Title: Reducing the Offline-Streaming Gap for Unified ASR Transducer with Consistency Regularization

URL Source: https://arxiv.org/html/2604.19079

Markdown Content:
Andrusenko Bataev Grigoryan Tadevosyan Lavrukhin Ginsburg

###### Abstract

Unification of automatic speech recognition (ASR) systems reduces development and maintenance costs, but training a single model to perform well in both offline and low-latency streaming settings remains challenging. We present a Unified ASR framework for Transducer (RNNT) training that supports both offline and streaming decoding within a single model, using chunk-limited attention with right context and dynamic chunked convolutions.
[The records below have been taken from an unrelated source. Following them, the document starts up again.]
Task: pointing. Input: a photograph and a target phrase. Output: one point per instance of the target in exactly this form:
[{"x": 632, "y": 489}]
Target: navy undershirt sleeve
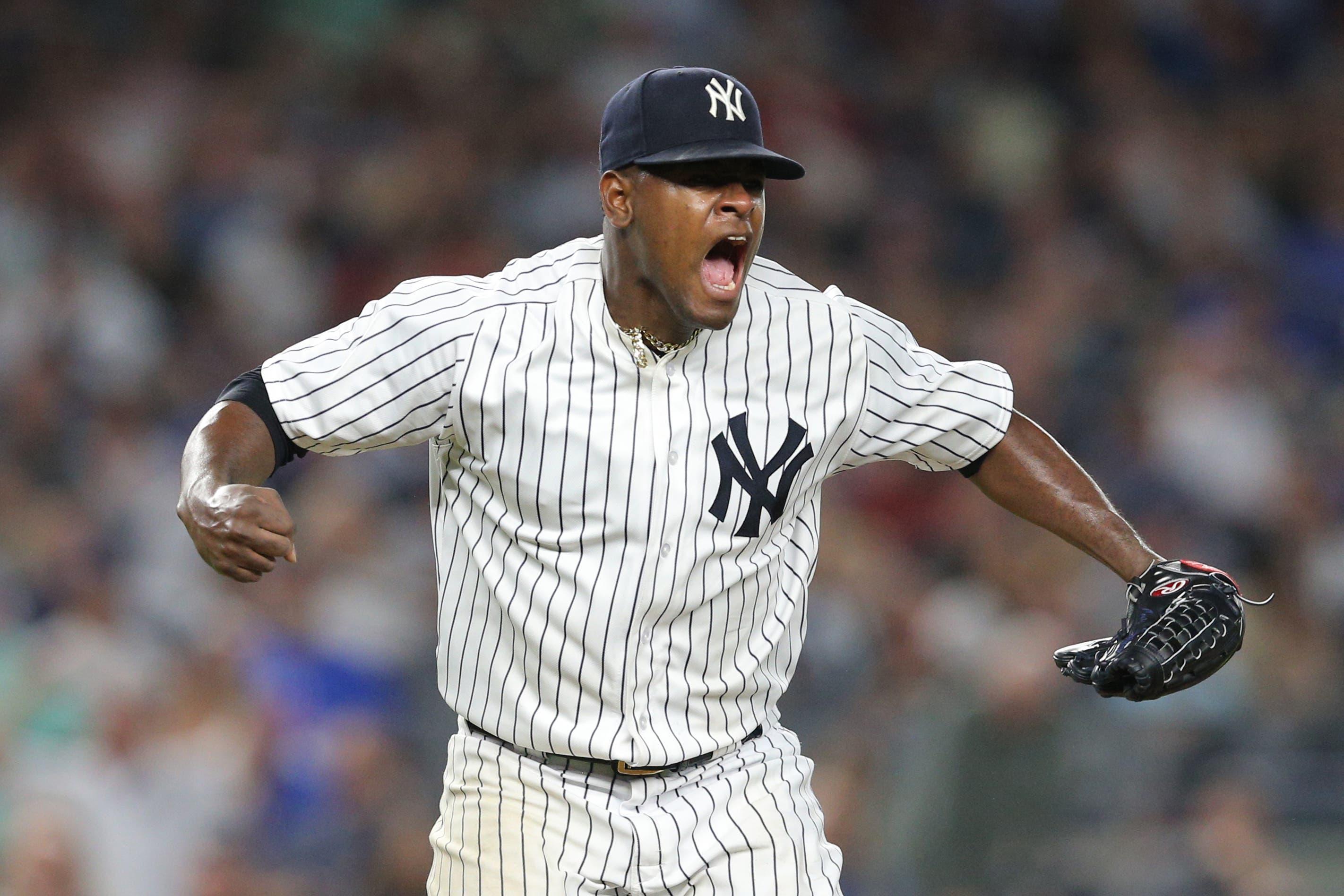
[
  {"x": 250, "y": 388},
  {"x": 971, "y": 469}
]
To further close the gap between offline and streaming performance, we introduce an efficient Triton implementation of mode-consistency regularization for RNNT (MCR-RNNT), which encourages agreement across training modes. Experiments show that the proposed approach improves streaming accuracy at low latency while preserving offline performance and scaling to larger model sizes and training datasets. The proposed Unified ASR framework and the English model checkpoint are open-sourced.

###### keywords:

speech recognition, unified modeling, streaming inference, transducer, consistency regularization

## 1 Introduction

Deploying automatic speech recognition (ASR) systems commonly requires both high-accuracy offline transcription and low-latency streaming performance. Maintaining separate models for these regimes increases the cost of model development, training, validation, and deployment. All of these motivate efforts to train a single unified model[Tripathi2020TransformerTO, Yu2020DualmodeAU, Yao2021WeNetPO, Liu2022LearningAD].

The Transducer ASR architecture (RNNT)[graves2012rnnt] is natural for streaming inference, as the RNNT decoder depends only on the previous token output. However, the most popular encoder model based on Conformer architecture[conformer] introduces a training-inference mismatch in its multi-head attention (MHA) and convolution blocks during chunked decoding.

It is common to use chunk-limited attention to adapt the MHA block for streaming inference[Chen2020DevelopingRS, Moritz2020StreamingAS]. To limit context in convolutions, causal convolutions can be used, which prevent the current audio frame from accessing future context. These methods enable effective streaming adaptation even under minimal delays of 1-2 frames[Noroozi2023StatefulCW]. However, all of these lead to a noticeable accuracy degradation compared to offline models.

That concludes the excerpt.